Wie die beiden Alpenländer ist auch Deutschland Transitland. Doch anders als in Wien oder Bern setzt man hierzulande weiter stark auf den Straßenverkehr. Setzt man die Investitionen des jeweiligen Landes in den Ausbau und Erhalt der Straßen als Ausgangspunkt mit 100 Prozent an, liegen die Ausgaben für die Schienenwege im Vergleich dazu in Österreich bei 197 Prozent, in der Schweiz bei 139 Prozent und in Deutschland nur bei 73 Prozent.

Die Folgen der Unterfinanzierung unserer Trassen werden teuer, glaubt Bahnexpertin Leenen. „Mit jedem Jahr, in dem sich nichts ändert, verschlimmert sich der Zustand der Schienenwege.

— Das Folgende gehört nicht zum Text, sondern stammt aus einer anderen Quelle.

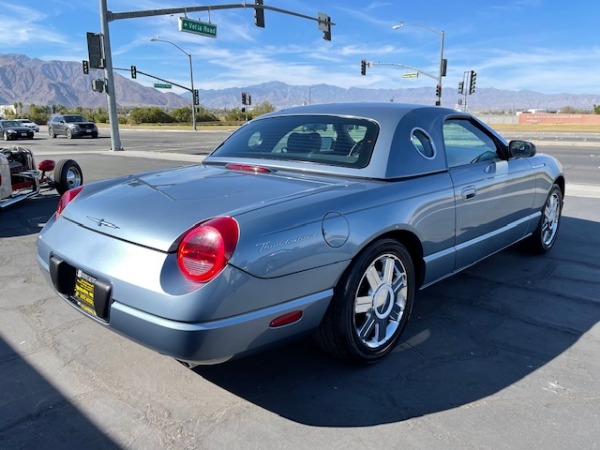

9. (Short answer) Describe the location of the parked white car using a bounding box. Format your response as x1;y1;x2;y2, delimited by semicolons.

Da tickt eine Zeitbombe.“ Der Instandhaltungs- und Modernisierungsaufwand wachse mit jedem Jahr.

Dabei sei der dringend nötige Ausbau des Bahnnetzes nicht die einzige Lösung des Problems, meint Leenen. „Man kann die Kapazitäten auch erhöhen, indem man in moderne Technologie an den Strecken investiert. Beispielsweise in elektronische Systeme, die den bisher verbindlichen Blockabstand ersetzen“, sagt sie.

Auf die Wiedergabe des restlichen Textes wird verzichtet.